How Women Are Increasingly Winning Parliamentary Elections In India & World Over
Before India’s southern state of Karnataka went to the polls in May for legislative elections, IndiaSpend had reported on the low representation of women in the state legislature.
When we analysed the data on women MLAs across India, we found that Bihar had the highest percentage of women MLAs, and, ironically, the lowest rate of female literacy. And the 2013 Karnataka assembly polls saw only 5 women elected to the Vidhan Sabha out of a total of 224 members.
Several state elections are coming up. So are the Parliamentary elections in 2014. How will women electoral contenders do this time round? Well, one thing is clear, the statistical trend is in their favour, globally as well as in India. Their numbers have been rising steadily over the years.
Let us look at the overall numbers of parliamentarians in the world first.
According to data maintained by Inter-Parliamentary Union, which maintains a record of women Parliamentarians, the world has only 20% women as political representatives. 10 years ago, the figure was 15.1%.
Comparably, India, at present, has only 11% women in the Lok Sabha, the popularly elected lower house of the Parliament. The last general elections were held in 2009, and the present Lok Sabha has the highest representation of women. Here’s a look at the data for all the past general elections.
The issue of low representation of women will be brought up again as political parties start issuing tickets for the general elections next year as the Women’s Reservation Bill has been in limbo in the Parliament for years.
Let us now take a look at some of the countries with high representation of women MPs.
Top 10 Countries With Highest Number of Women Representatives
*GII Ranks show no change between 2011 and 2013; -- Insufficient Data
Sources: Inter Parliamentary Union, UNDP , Centre for Women and Democracy
The top ten countries with the highest female representation are an assorted group. Four out of the top 10 countries do not have any form of quotas or reservation for women. (The UK-based Centre for Women and Democracy (CFWD) compiled a list of countries that have some or the other from of quota for electing women in Parliaments. The CFWD recognizes quotas of three kinds for women - in the constitution, in electoral laws and within political parties.)

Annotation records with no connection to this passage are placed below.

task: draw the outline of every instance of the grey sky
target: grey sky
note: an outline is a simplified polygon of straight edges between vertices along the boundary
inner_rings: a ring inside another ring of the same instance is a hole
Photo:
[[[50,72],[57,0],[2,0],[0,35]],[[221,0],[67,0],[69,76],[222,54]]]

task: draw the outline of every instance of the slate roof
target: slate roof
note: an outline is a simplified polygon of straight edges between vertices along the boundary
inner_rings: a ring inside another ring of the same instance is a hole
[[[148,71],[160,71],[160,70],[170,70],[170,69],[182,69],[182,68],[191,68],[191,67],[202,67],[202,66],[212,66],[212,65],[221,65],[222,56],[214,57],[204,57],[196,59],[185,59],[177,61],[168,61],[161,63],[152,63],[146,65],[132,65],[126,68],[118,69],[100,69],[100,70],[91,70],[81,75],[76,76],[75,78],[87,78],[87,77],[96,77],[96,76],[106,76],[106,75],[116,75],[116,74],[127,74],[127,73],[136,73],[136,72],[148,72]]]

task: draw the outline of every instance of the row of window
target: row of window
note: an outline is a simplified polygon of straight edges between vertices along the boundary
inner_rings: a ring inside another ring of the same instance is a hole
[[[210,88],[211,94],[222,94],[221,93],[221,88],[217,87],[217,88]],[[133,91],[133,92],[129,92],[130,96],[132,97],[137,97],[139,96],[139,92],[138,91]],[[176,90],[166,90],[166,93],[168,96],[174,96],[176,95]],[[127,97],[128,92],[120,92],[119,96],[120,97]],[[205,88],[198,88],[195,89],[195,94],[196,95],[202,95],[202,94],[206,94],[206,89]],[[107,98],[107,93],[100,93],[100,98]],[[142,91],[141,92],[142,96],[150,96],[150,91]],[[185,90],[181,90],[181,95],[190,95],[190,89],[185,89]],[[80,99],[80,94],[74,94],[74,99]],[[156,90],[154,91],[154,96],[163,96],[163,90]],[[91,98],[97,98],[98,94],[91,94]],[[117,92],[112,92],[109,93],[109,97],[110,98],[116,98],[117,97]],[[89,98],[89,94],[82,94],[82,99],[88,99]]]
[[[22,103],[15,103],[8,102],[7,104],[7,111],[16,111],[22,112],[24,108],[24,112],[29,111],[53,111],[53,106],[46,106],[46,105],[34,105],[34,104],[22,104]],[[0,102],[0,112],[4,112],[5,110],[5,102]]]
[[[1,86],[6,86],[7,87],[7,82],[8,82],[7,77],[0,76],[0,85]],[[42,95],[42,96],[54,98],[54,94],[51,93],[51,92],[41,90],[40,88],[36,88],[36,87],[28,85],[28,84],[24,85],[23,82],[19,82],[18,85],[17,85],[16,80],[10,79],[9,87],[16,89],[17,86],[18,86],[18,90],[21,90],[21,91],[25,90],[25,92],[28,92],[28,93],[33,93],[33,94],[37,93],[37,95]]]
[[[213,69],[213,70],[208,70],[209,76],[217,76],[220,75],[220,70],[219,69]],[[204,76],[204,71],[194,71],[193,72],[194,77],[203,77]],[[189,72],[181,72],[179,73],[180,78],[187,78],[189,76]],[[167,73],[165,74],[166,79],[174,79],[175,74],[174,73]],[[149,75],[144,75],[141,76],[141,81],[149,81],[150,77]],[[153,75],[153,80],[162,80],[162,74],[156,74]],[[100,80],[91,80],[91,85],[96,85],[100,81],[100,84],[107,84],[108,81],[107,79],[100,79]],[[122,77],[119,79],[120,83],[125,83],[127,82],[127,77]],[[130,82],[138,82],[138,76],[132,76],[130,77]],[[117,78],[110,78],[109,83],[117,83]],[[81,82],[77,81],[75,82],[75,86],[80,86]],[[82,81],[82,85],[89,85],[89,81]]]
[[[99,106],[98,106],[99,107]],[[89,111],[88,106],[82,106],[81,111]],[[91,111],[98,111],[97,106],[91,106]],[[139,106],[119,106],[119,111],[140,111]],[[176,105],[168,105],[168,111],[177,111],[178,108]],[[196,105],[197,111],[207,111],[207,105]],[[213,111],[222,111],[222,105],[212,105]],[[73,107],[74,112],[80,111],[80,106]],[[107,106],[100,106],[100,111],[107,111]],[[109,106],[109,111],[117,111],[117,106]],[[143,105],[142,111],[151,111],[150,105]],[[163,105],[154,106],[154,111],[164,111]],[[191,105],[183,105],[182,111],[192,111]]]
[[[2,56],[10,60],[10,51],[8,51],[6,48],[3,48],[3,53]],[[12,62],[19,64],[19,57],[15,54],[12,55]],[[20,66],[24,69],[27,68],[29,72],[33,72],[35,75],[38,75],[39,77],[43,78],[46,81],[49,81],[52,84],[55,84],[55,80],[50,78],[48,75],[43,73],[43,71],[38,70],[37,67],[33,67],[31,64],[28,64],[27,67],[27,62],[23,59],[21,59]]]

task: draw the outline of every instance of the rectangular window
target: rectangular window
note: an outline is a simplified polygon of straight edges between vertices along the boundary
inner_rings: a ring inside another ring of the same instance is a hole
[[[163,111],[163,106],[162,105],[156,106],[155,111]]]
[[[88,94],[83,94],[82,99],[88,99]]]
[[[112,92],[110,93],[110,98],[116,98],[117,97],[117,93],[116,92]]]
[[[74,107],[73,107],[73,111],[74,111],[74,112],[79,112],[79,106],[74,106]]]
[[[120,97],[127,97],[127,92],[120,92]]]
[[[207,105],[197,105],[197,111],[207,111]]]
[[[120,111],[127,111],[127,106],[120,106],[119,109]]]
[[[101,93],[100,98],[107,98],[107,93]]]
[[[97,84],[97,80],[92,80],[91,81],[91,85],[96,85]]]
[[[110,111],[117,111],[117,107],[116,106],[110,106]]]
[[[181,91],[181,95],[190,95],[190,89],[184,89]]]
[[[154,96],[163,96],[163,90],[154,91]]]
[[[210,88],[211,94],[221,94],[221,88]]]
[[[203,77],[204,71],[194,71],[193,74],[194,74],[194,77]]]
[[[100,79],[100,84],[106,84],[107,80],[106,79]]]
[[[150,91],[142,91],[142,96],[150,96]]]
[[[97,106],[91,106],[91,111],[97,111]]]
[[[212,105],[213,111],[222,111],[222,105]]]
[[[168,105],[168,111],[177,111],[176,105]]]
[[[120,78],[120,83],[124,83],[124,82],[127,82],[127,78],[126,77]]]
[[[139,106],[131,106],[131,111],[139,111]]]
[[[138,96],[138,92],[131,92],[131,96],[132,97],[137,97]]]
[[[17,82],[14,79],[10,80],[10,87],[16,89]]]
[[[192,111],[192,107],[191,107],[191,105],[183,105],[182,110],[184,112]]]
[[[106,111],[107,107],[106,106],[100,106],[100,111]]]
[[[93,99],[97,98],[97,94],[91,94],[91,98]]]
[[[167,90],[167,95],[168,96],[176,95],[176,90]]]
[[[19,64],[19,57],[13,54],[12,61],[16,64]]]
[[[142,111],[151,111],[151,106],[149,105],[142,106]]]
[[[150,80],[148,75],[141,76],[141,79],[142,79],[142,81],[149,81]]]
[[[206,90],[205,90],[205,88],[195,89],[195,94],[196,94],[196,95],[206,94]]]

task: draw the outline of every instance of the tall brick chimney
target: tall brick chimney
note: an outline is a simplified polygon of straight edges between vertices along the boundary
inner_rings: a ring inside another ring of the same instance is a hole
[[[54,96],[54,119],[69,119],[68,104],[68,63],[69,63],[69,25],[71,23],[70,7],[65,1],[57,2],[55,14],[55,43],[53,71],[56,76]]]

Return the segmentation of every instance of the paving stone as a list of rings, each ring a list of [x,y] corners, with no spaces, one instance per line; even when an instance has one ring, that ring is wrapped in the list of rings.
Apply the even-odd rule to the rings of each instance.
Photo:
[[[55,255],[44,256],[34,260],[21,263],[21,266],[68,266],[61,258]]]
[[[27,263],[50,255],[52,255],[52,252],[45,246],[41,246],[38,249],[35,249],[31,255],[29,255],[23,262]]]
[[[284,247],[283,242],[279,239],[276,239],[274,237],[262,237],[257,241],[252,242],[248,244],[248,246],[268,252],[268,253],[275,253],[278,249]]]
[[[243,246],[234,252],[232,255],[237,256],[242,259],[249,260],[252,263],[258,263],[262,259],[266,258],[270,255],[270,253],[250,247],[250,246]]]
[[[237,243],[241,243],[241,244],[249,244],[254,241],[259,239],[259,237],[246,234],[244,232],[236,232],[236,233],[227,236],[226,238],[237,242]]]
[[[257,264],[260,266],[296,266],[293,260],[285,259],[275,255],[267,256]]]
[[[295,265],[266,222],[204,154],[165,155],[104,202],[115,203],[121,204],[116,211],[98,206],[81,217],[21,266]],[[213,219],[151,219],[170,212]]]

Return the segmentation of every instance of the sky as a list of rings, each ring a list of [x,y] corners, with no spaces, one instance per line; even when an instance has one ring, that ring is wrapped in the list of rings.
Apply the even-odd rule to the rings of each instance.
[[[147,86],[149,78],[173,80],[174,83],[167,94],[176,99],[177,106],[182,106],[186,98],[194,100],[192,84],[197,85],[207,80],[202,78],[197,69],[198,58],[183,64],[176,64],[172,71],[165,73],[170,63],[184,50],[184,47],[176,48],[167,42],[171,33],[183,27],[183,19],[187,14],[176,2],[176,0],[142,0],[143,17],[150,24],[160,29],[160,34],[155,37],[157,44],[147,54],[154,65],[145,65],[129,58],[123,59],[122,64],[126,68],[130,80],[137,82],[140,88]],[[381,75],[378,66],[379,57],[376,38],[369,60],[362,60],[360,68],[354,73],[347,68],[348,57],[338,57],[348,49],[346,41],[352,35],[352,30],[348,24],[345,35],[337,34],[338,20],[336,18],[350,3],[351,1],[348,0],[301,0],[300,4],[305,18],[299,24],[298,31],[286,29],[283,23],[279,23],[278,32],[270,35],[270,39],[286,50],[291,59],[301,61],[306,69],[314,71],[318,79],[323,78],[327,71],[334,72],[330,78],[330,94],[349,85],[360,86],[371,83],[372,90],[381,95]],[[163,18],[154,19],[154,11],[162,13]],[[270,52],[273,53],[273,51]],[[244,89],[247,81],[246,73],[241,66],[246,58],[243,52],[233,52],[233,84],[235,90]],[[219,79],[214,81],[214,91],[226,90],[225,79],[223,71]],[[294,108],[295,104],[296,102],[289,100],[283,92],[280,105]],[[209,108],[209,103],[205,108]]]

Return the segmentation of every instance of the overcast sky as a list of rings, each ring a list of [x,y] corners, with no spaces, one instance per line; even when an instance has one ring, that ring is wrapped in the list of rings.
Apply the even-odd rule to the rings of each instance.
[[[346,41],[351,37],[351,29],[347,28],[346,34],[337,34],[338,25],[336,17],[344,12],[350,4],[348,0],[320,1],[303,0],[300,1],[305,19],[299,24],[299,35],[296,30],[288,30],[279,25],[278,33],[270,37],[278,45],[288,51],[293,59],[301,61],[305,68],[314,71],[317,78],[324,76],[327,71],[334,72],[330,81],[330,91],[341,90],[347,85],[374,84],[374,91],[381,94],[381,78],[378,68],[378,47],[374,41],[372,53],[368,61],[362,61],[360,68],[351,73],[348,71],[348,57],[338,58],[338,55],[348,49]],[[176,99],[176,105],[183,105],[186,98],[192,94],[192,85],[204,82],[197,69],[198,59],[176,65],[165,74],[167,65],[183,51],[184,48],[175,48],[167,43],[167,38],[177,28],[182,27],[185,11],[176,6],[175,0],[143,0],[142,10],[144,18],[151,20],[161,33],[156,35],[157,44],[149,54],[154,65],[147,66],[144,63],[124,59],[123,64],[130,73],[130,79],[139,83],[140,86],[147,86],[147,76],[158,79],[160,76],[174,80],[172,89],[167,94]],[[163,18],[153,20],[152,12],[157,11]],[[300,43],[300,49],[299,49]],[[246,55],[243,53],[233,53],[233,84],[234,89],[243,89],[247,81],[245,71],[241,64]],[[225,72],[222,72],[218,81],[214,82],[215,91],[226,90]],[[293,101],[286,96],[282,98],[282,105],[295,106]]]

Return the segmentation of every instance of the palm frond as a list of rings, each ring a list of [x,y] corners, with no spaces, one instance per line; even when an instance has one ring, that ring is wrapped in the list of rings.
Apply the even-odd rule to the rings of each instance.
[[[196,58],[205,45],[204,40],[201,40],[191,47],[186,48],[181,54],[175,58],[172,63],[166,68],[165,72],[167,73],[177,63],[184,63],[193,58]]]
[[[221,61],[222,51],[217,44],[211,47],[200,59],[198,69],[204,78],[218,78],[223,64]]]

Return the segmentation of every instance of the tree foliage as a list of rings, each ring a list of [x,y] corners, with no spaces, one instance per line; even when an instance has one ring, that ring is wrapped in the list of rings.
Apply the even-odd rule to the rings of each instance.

UNDP formulated the Gender Inequality Index (GII), which was first presented in the Human Development Report 2010. The Gender Inequality Index takes five indicators into account - labour force participation, educational attainment, Parliamentary representation, adolescent fertility and maternal mortality- and ranks the countries in the reverse order… i.e. more the equality, higher the rank…
It is noteworthy that among the top ten countries with high representation of women, five score low on the GII. So, high representation of women in Parliaments does not necessarily mean higher gender equality!
Finland is statistically an ideal example among the top ten countries. There is 42% representation of women in the legislature, there is no reservation and the Gender Inequality Index places Finland at a favorably high rank.
Rwanda, Senegal and Nicaragua, among the top ten countries in female representation, score poorly on gender inequality.
Let us now look at India….
India’s ranking in the above parameters does not present a very good picture. The scores for women Parliamentarians as well as gender inequality are poor. China is one country which closely compares to India for socio-economic and demographic analyses. There is electoral quota for women in China. It is ranked 54 with 23% women in the national assembly. The GII rank of China is 35.
So, it is clear from a comparative analysis that quotas for women in politics have not essentially ensured higher equality. There is no simplistic explanation to the social and cultural influences on the position of women in politics in a country. Quotas have done their bit in securing equality for women in some nations. There are also countries that have secured higher representation for women without reservation in national politics. It has been 20 years since constitutional quotas were introduced for women in local governments in India. The effects of these quotas are still not visible in state and national governments in India. From 5% in the first general elections to 11% women representatives in the fifteenth Lok Sabha; how much better can we do in the coming national elections?